Select Page

In the United States, the first commercial steam railroad service was offered in South Carolina. On December 25, 1830, the South Carolina Railroad removed a short passenger train from Charleston. Compared to the trains and lines of the early 2000s, the first trains were small and the lines short. But technology continued to improve, and railways grew in number, size, and strength in the first half of the nineteenth century. In 1830, there were only 23 miles of railroad in the United States. By the mid-1830s more than 1,000 miles of railway had been laid, and by 1850 more than 9,000 miles of railway had existed. The idea of using rails for transport was first developed in the sixteenth century. Early railways used wooden rails to guide horse-drawn carriages. In the eighteenth century, cast iron wheels and rails were used in Europe and England, and in the nineteenth century, horses were replaced by many steam engines as a source of energy. The first public railway equipped with steam engines was a twenty-mile line built in England in the 1820s.

The railroad network in the United States reached its peak in 1920, when there were about 272,000 miles of track. In 2003, there were less than 150,000 miles of track. Railways no longer dominate the transport market as before, but the rail system has been reduced and stabilized. The rails are still needed for heavy and bulky loads. For passenger transportation, Amtrak was founded in 1970 and subsidized by Congress to offer nationwide passenger rail at discounted fares. Amtrak and some shorter private lines offer passenger service in many parts of the country. While the law was supposed to end funding in 2002, the company`s financial situation deteriorated. In 2002, the railway, which employs 24,000 people and operates 265 trains a day, was about $4 billion in debt after losing $1.1 billion in 2001 alone.

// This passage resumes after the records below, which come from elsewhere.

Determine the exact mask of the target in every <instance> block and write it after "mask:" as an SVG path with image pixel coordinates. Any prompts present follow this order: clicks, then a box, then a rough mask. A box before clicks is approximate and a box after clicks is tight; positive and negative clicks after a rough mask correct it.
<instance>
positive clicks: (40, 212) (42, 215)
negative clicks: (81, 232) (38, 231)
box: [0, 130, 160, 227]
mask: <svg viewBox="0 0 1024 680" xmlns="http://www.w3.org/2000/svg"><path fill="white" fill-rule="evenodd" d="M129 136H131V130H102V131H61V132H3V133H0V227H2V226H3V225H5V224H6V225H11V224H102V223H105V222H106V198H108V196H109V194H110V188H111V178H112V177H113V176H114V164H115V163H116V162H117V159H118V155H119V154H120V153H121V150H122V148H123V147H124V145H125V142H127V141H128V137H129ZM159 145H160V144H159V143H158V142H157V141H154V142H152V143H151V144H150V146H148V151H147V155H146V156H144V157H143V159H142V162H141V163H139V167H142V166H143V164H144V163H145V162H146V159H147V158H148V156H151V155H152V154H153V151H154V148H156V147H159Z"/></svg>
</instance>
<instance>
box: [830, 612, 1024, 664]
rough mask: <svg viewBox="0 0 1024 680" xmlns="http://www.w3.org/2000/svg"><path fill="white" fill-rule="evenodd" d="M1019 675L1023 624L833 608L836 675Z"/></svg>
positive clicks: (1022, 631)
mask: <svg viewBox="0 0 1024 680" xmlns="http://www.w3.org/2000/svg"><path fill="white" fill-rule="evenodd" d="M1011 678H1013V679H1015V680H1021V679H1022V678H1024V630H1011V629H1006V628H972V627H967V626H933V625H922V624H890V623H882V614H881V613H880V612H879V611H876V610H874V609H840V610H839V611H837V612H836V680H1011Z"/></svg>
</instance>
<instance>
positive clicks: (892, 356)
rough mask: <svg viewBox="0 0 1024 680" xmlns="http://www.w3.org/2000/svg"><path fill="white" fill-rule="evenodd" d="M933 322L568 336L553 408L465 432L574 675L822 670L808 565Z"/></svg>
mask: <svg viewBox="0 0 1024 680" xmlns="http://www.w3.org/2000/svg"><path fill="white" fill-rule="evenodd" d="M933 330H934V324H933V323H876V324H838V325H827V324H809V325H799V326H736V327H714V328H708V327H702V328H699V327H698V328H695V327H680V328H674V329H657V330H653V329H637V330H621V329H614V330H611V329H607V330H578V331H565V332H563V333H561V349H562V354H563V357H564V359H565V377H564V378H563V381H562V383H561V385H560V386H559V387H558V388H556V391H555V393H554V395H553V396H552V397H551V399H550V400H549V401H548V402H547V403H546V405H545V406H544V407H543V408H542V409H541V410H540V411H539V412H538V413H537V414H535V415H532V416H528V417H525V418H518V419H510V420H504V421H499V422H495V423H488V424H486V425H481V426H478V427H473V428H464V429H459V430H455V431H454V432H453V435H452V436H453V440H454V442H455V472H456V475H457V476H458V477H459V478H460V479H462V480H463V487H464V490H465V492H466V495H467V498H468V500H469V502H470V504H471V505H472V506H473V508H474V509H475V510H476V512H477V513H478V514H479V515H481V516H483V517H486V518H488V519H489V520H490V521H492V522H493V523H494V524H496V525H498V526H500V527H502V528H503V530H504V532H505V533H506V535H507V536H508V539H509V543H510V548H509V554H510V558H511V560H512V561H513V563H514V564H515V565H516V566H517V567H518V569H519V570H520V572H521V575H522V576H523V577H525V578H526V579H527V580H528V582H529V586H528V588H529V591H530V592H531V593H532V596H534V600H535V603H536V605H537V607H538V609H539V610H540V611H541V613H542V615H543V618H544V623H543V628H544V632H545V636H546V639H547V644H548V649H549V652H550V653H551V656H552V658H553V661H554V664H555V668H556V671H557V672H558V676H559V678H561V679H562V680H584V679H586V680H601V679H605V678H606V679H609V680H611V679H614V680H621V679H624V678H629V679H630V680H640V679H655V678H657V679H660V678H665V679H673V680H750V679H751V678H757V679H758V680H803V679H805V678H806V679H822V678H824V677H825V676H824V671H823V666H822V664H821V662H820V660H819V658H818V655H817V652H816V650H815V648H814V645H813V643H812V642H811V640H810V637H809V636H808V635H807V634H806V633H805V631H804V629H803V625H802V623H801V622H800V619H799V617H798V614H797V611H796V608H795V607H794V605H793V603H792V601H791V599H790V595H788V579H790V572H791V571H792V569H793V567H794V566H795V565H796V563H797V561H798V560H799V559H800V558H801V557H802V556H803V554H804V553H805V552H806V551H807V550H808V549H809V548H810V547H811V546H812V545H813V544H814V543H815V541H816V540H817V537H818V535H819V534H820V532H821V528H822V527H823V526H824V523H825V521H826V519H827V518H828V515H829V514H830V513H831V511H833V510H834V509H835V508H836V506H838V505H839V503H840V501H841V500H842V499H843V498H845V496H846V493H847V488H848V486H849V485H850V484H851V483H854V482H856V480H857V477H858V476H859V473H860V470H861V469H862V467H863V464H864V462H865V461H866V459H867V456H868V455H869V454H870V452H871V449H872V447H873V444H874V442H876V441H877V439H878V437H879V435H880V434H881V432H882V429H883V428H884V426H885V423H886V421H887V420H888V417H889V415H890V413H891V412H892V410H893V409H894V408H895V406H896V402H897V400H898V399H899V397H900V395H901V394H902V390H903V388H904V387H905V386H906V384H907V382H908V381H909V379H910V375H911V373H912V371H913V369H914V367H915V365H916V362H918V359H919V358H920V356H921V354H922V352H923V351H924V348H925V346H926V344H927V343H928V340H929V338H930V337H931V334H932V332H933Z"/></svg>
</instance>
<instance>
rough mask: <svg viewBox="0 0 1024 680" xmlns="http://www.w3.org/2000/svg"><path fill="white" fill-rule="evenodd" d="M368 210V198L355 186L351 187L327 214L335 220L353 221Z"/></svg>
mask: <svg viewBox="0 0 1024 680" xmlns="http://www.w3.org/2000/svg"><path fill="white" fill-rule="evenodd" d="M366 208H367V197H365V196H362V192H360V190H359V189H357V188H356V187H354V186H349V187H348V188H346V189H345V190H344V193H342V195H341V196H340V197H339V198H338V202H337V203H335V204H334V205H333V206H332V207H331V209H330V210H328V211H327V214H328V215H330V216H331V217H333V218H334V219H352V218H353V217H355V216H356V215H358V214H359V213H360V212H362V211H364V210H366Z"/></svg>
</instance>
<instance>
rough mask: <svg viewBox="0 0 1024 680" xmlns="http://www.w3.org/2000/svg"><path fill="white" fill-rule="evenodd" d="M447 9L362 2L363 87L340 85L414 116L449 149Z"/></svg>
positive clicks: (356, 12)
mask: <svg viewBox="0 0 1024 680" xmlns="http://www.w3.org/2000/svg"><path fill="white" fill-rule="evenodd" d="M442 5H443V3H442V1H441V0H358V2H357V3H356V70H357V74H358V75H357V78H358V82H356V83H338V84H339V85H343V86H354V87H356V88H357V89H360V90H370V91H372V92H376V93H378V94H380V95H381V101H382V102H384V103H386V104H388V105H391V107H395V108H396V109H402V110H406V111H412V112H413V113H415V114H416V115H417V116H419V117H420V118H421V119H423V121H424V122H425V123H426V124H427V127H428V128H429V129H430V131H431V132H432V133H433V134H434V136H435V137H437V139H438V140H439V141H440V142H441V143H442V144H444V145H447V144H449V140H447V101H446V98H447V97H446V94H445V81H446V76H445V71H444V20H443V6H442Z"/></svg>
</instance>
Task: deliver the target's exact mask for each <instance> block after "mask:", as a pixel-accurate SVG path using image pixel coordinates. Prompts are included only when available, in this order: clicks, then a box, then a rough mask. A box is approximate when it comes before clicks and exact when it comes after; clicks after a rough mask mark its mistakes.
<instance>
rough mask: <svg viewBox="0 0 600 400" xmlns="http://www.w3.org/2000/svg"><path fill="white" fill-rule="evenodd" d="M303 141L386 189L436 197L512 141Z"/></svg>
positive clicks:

Congress approved short-term funding in February 2003, but many have speculated that the company should cease its services and possibly file for bankruptcy. Amtrak`s recent problems came at the same time that many of the nation`s airlines were on the verge of bankruptcy. The federal government sought to take control of California in order to gain a strategic advantage over the Confederacy. Crossing to California by rail was the best way to ensure a connection to the west. In May 1862, Congress passed the Pacific Railroad Act, 43 U.S.C.A. § 942-3, which granted the Union Pacific Railroad public land for every mile of railroad it laid from Nebraska to California. Land concessions were intended to encourage private investment in railways. Soon after, the Central Pacific Railroad began competing with Union Pacific for state land grants.

Young, Earle B. 1999. Tracks to the Sea: Galveston and Western Railroad Development, 1866–1900. College Station: Texas A&M Univ. Press. The railway barons were colourful men. The most famous was Jay Gould (1836-1892). Gould was a former New York tannery operator with little education and took control of the Erie Railroad while still in his early thirties. His methods included a number of illegal or unethical practices: issuing fraudulent actions, bribing legislators, starting a price war against competitors, betraying employees, using his newspaper for financial ruin, and manipulating the gold market. Gould even managed to deceive the U.S.

Treasury, triggering the stock market panic of 1869. At the time of his death, he was worth $77 million. States began to adopt safety measures to protect railroad employees, but state laws varied and did not always protect workers. In 1970, Congress passed the Federal Railroad Safety Act, 49 U.S.C.A. § 20101 et seq., to unify railroad safety regulations. The Act provides for enforcement procedures, track safety standards, freight car safety standards, emergency order procedures, train marking regulations, accident reporting procedures, locomotive safety and inspection standards, safety equipment standards, specifications for brake and drawbar servo and regulations for signalling and train control systems. The American railroad barons of the mid to late nineteenth century hovered over the country`s economy. Unfettered by rules and unhindered by legislators and judges, the handful of railroad owners and managers could practically do whatever they wanted.